St. John’s, 45 minutes from Kris Jr’s Good Counsel, used to key in on him at film. Now, Goode keys in on how Kris Jr. is as a person after being taken under his wing as a transfer from UCF two years ago.
“I haven’t seen anyone in my life with that type of motor,” Goode told The Daily. “He’s truly one of a kind. If he’s not a first round pick next year — nah f*** first round — if he’s not the first pick, there’s something f***ing wrong. Because he’s my first pick, any time.”
You don’t need to be around Kris Jenkins all day to see how much fun he has. Anyone who simply watched Michigan’s game against Bowling Green, for instance, could see it. Tackled two yards short of a pick-six, Jenkins was having a blast on national television.
“If you look at the replay, my eyes were just wide open,” Jenkins said. “The second I fell I’m looking at the goal line like ‘nooooooooo.’ ”
Returning an interception — fun. Even if it cost him a steak dinner from Brown.
“I’m gonna give it to him,” Brown said when asked about the interception. “As soon as we conclude I’m gonna text him, ‘If you just squatted a little bit more you could have fell into the endzone.’ ”
Those who coached him growing up saw that play coming from a mile, and years, away.
“It didn’t surprise me, but he should have scored,” Ashley said.
Scored or not, it was a jovial moment for a jovial guy. Football and fun blending together on a national stage, the epitome of who Kris Jenkins is.
It was around 7 p.m. in the halls of Good Counsel, and Stefanelli was walking through the building. It wasn’t 7 p.m. of a game night — for Steffanelli at least.
As the Good Counsel coach walked through the hall, he saw a familiar face in unfamiliar attire. There he was, Kris Jenkins Jr., standing in the hall with a few other students, dripped out in a tuxedo.
“I’m like “Kris man, what are you doing?’ ” Stefanelli recalled. “You look good man, what’s up?”

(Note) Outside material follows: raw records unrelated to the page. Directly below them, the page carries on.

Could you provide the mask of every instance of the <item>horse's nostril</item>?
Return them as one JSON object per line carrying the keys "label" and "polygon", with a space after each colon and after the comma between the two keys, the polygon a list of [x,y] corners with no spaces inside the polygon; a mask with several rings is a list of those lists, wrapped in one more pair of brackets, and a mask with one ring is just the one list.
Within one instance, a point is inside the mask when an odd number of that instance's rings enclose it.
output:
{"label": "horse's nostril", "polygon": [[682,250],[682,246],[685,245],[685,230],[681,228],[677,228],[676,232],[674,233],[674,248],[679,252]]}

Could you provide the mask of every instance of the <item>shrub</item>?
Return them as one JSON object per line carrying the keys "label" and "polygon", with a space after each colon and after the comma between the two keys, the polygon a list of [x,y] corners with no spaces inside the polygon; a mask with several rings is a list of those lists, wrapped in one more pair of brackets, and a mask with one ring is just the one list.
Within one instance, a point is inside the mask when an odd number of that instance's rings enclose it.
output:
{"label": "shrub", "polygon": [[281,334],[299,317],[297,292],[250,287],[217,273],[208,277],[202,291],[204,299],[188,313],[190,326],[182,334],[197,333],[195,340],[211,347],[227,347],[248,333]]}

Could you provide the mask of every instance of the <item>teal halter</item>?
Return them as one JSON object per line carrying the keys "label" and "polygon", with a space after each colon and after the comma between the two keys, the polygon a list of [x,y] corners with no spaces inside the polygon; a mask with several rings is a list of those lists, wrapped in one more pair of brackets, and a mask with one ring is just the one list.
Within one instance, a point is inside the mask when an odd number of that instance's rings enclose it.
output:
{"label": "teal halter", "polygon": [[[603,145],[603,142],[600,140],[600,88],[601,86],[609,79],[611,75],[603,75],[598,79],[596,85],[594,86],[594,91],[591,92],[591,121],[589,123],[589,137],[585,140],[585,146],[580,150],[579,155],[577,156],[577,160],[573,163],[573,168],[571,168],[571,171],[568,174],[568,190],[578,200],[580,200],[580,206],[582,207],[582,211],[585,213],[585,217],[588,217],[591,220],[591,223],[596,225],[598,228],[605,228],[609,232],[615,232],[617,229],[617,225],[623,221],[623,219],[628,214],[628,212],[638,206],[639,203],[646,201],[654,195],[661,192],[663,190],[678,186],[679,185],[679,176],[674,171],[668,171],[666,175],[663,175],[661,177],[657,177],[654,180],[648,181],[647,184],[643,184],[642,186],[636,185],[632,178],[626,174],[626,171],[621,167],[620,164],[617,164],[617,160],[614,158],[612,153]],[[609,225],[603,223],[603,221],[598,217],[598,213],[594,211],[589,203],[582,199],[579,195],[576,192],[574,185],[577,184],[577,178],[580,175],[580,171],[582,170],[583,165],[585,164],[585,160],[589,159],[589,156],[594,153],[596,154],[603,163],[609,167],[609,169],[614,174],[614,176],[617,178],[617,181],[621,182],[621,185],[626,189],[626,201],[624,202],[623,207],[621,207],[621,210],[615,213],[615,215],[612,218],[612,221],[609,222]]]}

“Coach, I’m singing tonight.”
The “major force in the school choir” as Stefanelli puts it, was back at it again. Singing, being jolly, being boisterous and being himself, that’s who Kris is. An artist, a leader, a learner. These days, you can’t find him in any organized choir, but you can hear him singing if you know where to listen. It’s around the facility, around the field, even around the game with the band.
As many people see the demands of college football as a chore, Kris sees it differently. It’s upbeat; it’s energetic; it’s like your favorite song to dance to — it’s fun.
Because life is Kris Jenkins’ song, and football is his solo.